Prompting · intermediate
Test-Time Compute (inference-time compute)
Test-time compute is the extra reasoning, sampling, or search a model can do at inference time to improve quality — more thinking tokens, more candidate answers, or verifier-guided search.
Explanation
Pre-2024 LLMs spent one forward pass per token and called it a day. Reasoning models (o1, R1) spend many tokens "thinking" before the user-visible answer.

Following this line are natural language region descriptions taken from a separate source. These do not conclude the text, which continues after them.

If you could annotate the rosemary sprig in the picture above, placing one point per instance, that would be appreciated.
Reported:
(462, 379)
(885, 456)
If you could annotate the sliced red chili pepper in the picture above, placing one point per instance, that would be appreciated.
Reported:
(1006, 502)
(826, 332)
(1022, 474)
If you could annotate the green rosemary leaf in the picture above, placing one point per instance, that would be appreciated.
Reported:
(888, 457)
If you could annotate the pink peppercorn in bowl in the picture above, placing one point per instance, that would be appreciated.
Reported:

Beyond pure CoT, test-time compute can also mean: best-of-N sampling, tree search over candidate steps, verifier-guided reranking, and self-consistency voting.
The empirical finding driving this: for a fixed model, doubling test-time compute often beats doubling training compute on hard problems — the new third scaling axis alongside parameters and data.
Practically, more test-time compute means longer latency and higher per-call cost, so it is reserved for harder tasks.
Examples
- o1 thinking for 30 seconds before answering a math olympiad problem.
- Best-of-32 sampling on a coding task, then choosing the highest-scored answer.
When to use test-time compute
Whenever quality matters more than latency — math, code, research, structured planning.
Frequently asked
What is Test-Time Compute?
Test-time compute is the extra reasoning, sampling, or search a model can do at inference time to improve quality — more thinking tokens, more candidate answers, or verifier-guided search.
What is an example of test-time compute?
o1 thinking for 30 seconds before answering a math olympiad problem.
How is Test-Time Compute related to Reasoning Model?
Test-Time Compute and Reasoning Model are both prompting concepts. A reasoning model spends extra compute thinking step-by-step before answering. OpenAI o1/o3, DeepSeek R1, and Anthropic's extended thinking are reasoning models.
When should I use test-time compute?
Whenever quality matters more than latency — math, code, research, structured planning.
Is Test-Time Compute considered intermediate?
Test-Time Compute is generally considered intermediate-level material in the AI and LLM space.